Managing a successful prepaid program involves making a lot of decisions. Some are easy. Others not so much. Some of the toughest decisions involve the allocation of resources. Where should you focus your efforts to make the biggest impact on profitability? Data is key to understanding how your program is performing, who your best customers are, and where you should concentrate your limited resources. Canned transaction reports just won’t cut it because, as you will see from today’s post, it’s not really about data per se. It’s about intelligence.
To illustrate the point, think about what you can learn from those one-dimensional transaction reports. They are just lists of account numbers, amounts, and transaction types. There are good transactions (like POS purchases & reloads) that help you make money and there are undesirable transactions (like cashing out a balance at the ATM) that can hurt profitability. But how do you tell from a normal transaction report how to get more of the good and less of the bad? You can’t. To get to a point where you can actually learn from and act upon data, you need to turn data into intelligence. You need access to a plethora of data points, which you can slice and dice and layer on to of each other to see patterns, trends, and clusters.

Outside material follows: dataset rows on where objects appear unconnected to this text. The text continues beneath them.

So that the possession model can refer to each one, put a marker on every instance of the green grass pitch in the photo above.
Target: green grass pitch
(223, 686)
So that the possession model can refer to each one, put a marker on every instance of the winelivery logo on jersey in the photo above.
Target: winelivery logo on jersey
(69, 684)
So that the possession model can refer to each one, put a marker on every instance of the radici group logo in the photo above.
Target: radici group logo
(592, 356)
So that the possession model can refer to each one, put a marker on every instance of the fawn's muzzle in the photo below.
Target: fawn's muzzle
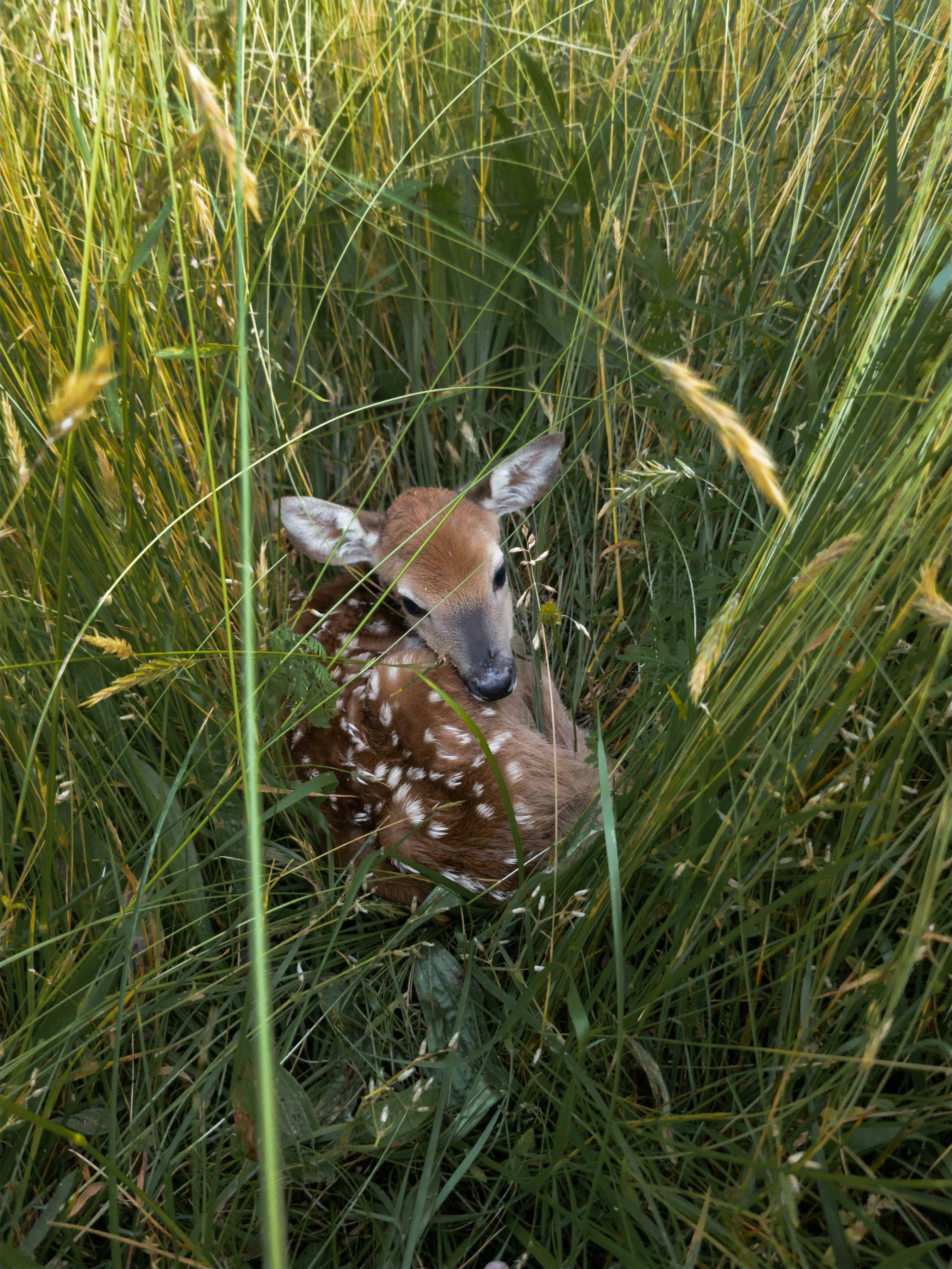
(492, 682)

Here is a simple example of what I am talking about. If you are able to pull a list of all POS transactions and group them by merchant name, you will be able to make a list of the top merchants for your customer base. You can then take that knowledge and drill into it by overlaying other information, such as demographic data, frequency of purchases, and time of purchases. This is where you begin to uncover information that can be used to grow your business. In this example, you could potentially use this intelligence to create co-promotion, distribution or loyalty plays to drive incremental revenue for your program.
Data intelligence can also help you begin the process of developing profiles of your ideal customers. Once you understand this profile, it becomes easier to identify specific groups of customers that you can communicate within strategic ways to move them toward your “model” profile. Customer profiles can also be used to create actual models for controlling costs or predicting the impact of making certain adjustments to your program. One of our clients, for example, was able to build a profile of the consumer that is most likely to enroll for and activate their card. They then used this intelligence to more effectively target their marketing efforts, which substantially reduced their acquisition costs.
So how can you bring a more data-driven approach to managing your prepaid program?
Consider these three steps:
Gather data and information
Your prepaid processing system should be giving you the opportunity to gather from multiple sources a vast amount of customer data ranging from reloading data and balance snapshots to usage records, servicing profiles, billing information, and more. The ability to integrate external data sources is also important, as is the ability to see real-time data and sort it any way that you wish. Unfortunately, many processors fall short in this area, so if you are in the position of evaluating processors, be sure to take a close look at their reporting and analytic capabilities. Once you have access to the data, let data exploration and pattern discovery reveal unique insights into your program.
Use the data to analyze behaviors
I would venture to guess that the customer profiles you’re currently employing are static (if you even have access to the data necessary to craft profiles). By leveraging analytics that takes into account every event in a customer’s relationship with you – status changes, reloads, purchases, balance data, usage transactions, marketing interactions & responses, customer service & support interactions, etc., – you will gain a more holistic picture of your customer base. This kind of insight will aid you in developing a customer engagement strategy that will optimize your program.,/p>
Look at individuals in addition to segments
Too many prepaid marketers and program managers never think about personalization at the individual level. Perhaps it’s because they don’t have the technology in place to be able to execute a personalized experience or they lack the intelligence about individual customer behaviors & preferences. Having the capability to monitor behavior at the individual level will help you understand customers and craft an experience they will find truly engaging. Getting data intelligence is one part of this strategy. Having the ability to engage with customers in real-time, based on or in response to their behaviors, is the other part. The power of real-time enables you to act upon behavior insights at the right time and place, creating a unique and personalized experience for your customers.